From Russia and Turkey to Poland and Hungary, “elected strongmen” are turning democracies into electoral dictatorships and using the same “playbook to destroy the free media, to undermine independent institutions and to muzzle the opposition”. Given this scenario, in How Democracy Ends (2018), Cambridge professor David Runciman says he is “thinking the unthinkable”: “Barely two decades into the twenty-first century, and almost from nowhere the question is upon us: is this how democracy ends?”
Starting from America, Runciman calls out the overheated political climate in many places — “increasingly unstable, riven with mistrust and mutual intolerance, fuelled by wild accusations and online bullying, a dialogue of the deaf drowning each other out with noise.” Is democracy starting to look unhinged? He organises his book around three themes: coup, catastrophe, and technological takeover. It’s particularly eerie to read about technology “that promises greater efficiency than anything we’ve ever seen before, controlled by corporations that are less accountable than any in modern political history.”

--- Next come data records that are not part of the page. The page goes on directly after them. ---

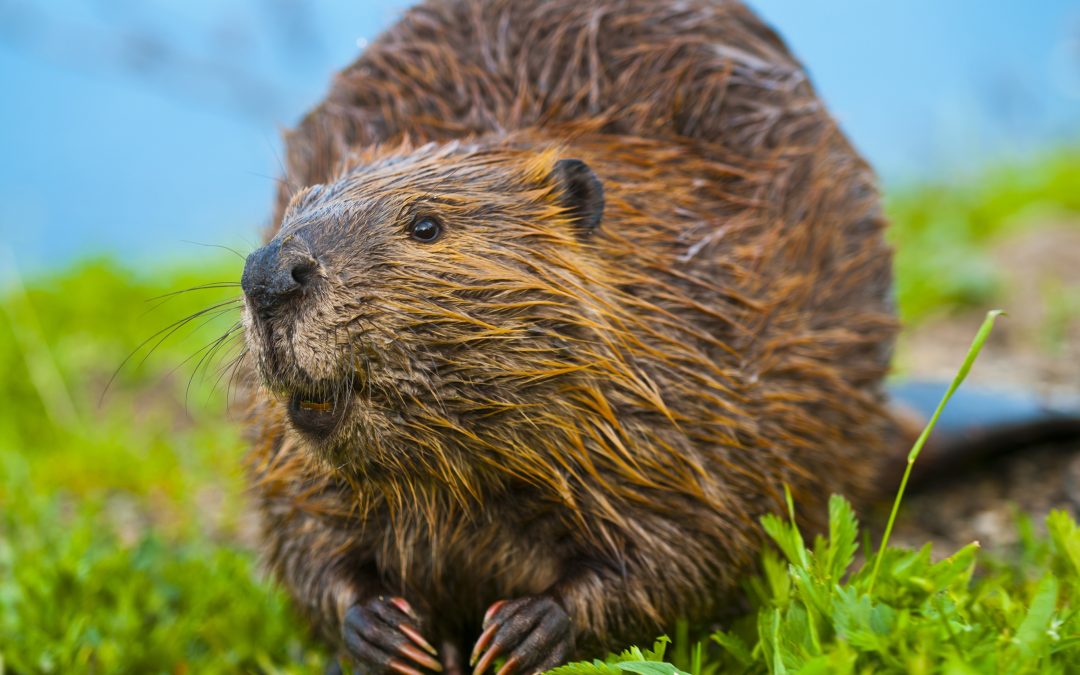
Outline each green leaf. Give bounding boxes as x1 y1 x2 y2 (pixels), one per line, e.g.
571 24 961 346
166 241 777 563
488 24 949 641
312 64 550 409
1013 572 1057 661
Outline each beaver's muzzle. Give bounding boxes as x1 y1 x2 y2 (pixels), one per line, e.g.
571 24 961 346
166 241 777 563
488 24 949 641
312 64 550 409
240 238 319 316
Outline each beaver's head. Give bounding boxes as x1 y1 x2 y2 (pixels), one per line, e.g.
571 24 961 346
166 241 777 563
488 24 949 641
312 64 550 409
242 145 604 473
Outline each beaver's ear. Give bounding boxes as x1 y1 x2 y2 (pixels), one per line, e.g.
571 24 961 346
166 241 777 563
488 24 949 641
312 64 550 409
552 160 604 234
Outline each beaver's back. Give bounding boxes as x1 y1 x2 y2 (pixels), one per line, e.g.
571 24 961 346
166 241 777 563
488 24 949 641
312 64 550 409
274 0 825 226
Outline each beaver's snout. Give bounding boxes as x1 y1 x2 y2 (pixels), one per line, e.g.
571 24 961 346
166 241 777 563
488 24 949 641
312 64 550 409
246 234 319 314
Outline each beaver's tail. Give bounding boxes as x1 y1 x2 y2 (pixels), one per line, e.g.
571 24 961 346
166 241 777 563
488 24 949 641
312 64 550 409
886 381 1080 486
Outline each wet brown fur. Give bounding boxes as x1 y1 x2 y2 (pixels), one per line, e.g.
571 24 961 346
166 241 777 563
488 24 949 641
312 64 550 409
248 0 895 656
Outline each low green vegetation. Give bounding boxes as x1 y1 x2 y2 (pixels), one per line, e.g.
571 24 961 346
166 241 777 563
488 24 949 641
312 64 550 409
0 154 1080 675
886 148 1080 322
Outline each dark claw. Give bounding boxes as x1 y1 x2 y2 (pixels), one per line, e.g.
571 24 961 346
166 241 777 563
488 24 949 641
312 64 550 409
341 597 443 675
470 596 573 675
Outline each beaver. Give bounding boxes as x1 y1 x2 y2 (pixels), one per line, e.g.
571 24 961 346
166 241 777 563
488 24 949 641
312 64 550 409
242 0 897 675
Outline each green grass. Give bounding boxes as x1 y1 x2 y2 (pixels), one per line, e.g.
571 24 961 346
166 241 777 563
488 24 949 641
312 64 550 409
0 153 1080 675
886 148 1080 322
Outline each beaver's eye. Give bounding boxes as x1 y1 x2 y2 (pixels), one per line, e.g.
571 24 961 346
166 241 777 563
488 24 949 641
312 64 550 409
409 218 443 244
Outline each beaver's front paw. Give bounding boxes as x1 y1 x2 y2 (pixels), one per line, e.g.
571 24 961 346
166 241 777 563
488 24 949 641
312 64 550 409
469 596 573 675
341 597 443 675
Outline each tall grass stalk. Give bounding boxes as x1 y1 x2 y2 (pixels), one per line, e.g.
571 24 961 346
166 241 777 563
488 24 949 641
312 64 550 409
867 309 1004 594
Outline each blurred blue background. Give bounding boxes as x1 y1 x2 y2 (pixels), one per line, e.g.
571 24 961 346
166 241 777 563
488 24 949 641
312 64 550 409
0 0 1080 271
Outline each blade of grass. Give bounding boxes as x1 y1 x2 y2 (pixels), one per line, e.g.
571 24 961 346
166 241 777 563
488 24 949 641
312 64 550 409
866 309 1004 595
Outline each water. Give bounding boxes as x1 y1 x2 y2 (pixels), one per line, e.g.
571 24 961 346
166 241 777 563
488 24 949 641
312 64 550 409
0 0 1080 271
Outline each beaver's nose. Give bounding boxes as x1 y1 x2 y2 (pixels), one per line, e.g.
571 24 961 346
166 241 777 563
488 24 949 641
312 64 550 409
240 240 316 311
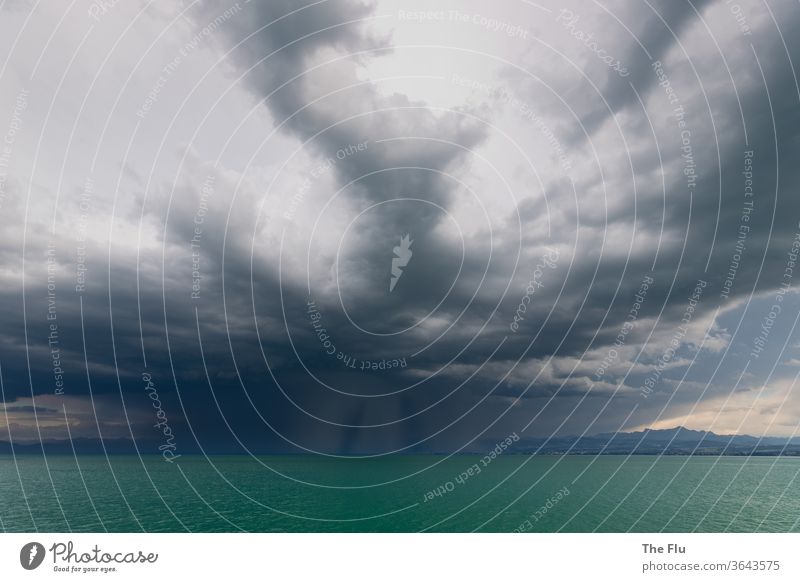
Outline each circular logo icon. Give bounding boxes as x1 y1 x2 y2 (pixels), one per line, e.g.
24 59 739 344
19 542 45 570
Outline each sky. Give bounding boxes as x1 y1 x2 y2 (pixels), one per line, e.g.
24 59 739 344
0 0 800 455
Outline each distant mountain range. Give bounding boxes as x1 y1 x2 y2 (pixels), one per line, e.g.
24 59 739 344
514 426 800 456
0 426 800 456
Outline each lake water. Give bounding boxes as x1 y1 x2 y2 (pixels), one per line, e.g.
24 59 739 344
0 455 800 532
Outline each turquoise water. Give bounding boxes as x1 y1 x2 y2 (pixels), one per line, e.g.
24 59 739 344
0 455 800 532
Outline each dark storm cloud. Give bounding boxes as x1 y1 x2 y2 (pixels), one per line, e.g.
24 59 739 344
0 0 800 453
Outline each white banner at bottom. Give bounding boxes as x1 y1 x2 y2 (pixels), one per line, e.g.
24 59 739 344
0 533 800 582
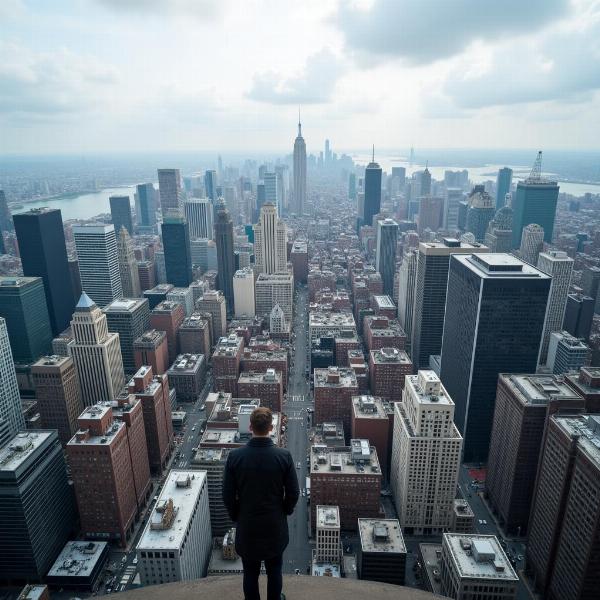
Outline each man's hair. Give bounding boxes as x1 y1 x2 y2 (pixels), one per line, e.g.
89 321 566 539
250 406 273 435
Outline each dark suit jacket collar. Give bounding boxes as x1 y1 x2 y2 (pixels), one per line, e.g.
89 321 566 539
248 437 273 448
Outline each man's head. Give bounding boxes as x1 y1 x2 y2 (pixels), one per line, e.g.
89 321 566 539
250 406 273 437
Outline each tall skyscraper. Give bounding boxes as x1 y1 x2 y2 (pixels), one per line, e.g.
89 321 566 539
363 147 382 225
0 317 25 448
183 198 213 239
254 202 287 274
537 250 574 365
14 208 77 335
375 219 398 298
68 292 125 406
496 167 512 210
292 115 306 215
390 371 462 535
512 152 558 248
158 169 185 220
135 183 157 227
117 227 142 298
73 225 123 307
108 196 133 235
441 254 550 462
0 277 52 364
410 238 487 370
161 216 193 287
215 201 235 312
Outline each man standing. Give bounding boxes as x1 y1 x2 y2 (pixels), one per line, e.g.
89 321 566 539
223 407 299 600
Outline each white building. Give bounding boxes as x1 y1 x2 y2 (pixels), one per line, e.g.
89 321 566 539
254 202 287 274
73 225 123 308
390 370 462 534
537 250 575 365
254 273 294 321
233 267 256 317
68 292 125 406
440 533 519 600
136 470 212 585
0 317 25 448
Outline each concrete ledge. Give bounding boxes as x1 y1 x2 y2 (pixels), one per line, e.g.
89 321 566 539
118 575 442 600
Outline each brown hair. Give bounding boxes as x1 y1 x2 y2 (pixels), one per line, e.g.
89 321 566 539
250 406 273 435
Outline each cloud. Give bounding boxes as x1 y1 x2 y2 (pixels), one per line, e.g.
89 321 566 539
247 48 345 104
0 42 118 117
333 0 571 65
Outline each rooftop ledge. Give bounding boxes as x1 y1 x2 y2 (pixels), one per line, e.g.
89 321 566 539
118 575 442 600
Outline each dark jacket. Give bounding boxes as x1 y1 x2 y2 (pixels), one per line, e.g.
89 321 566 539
223 438 299 559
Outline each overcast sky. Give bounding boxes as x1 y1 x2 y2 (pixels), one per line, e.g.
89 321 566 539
0 0 600 154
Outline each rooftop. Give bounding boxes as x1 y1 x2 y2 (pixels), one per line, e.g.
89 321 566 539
358 519 406 554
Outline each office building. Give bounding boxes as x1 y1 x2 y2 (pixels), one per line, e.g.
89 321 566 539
357 518 407 585
441 254 551 462
103 298 150 374
440 533 519 600
161 217 193 287
496 167 512 210
136 470 212 585
526 415 600 600
0 430 77 582
375 219 398 297
0 277 52 364
158 169 185 221
512 152 558 248
117 227 142 298
13 208 77 336
108 196 133 235
411 238 487 370
486 374 584 536
536 250 574 365
390 370 462 535
31 356 83 446
254 201 287 274
310 439 381 531
546 331 591 375
68 292 125 406
67 403 151 547
233 267 256 318
183 198 213 239
72 225 123 308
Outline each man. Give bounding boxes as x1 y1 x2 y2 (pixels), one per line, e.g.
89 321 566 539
223 407 299 600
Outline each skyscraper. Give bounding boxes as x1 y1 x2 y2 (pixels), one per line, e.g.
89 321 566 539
292 115 306 215
158 169 184 219
14 208 77 335
215 200 235 311
161 218 193 287
363 147 382 225
440 254 550 462
73 225 123 307
0 317 25 448
0 277 52 364
108 196 133 235
410 238 487 370
496 167 512 210
68 292 125 406
512 152 558 248
254 202 287 274
537 250 574 365
375 219 398 298
117 227 142 298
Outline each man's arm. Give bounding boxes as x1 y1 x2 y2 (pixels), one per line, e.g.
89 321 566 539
222 453 239 522
283 452 300 515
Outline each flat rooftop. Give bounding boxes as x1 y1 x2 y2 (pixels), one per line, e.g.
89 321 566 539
358 519 406 554
136 469 208 552
443 533 519 581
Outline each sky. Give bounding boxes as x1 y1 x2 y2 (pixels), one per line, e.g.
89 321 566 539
0 0 600 155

In his 2017 book, The Retreat of Western Liberalism , Edward Luce notes Russia and other countries’ “hostility to western notions of progress” and tries to answer the question, are they wrong? America vehemently condemned Russia’s annexation of Crimea from Ukraine, but the U.S. did the same in Iraq. Luce argues that the most mortal threat to the Western idea of progress is from within — “the backlash of the West’s middle classes, who are the biggest losers in a global economy that has been rapidly converging, but still has decades to go.” Luce says this sentiment of the “left-behinds” has been brewing since the early 1990s. Mounk, too, points at the growing uneasiness of large sections of people with established systems.
What’s the way forward? Timothy Snyder, in On Tyranny (2017), presents 20 lessons from the 20th century adapted to the circumstances of today. But some of them — believe in truth, be calm when the unthinkable arrives, and be as courageous as you can — are becoming increasingly hard to follow.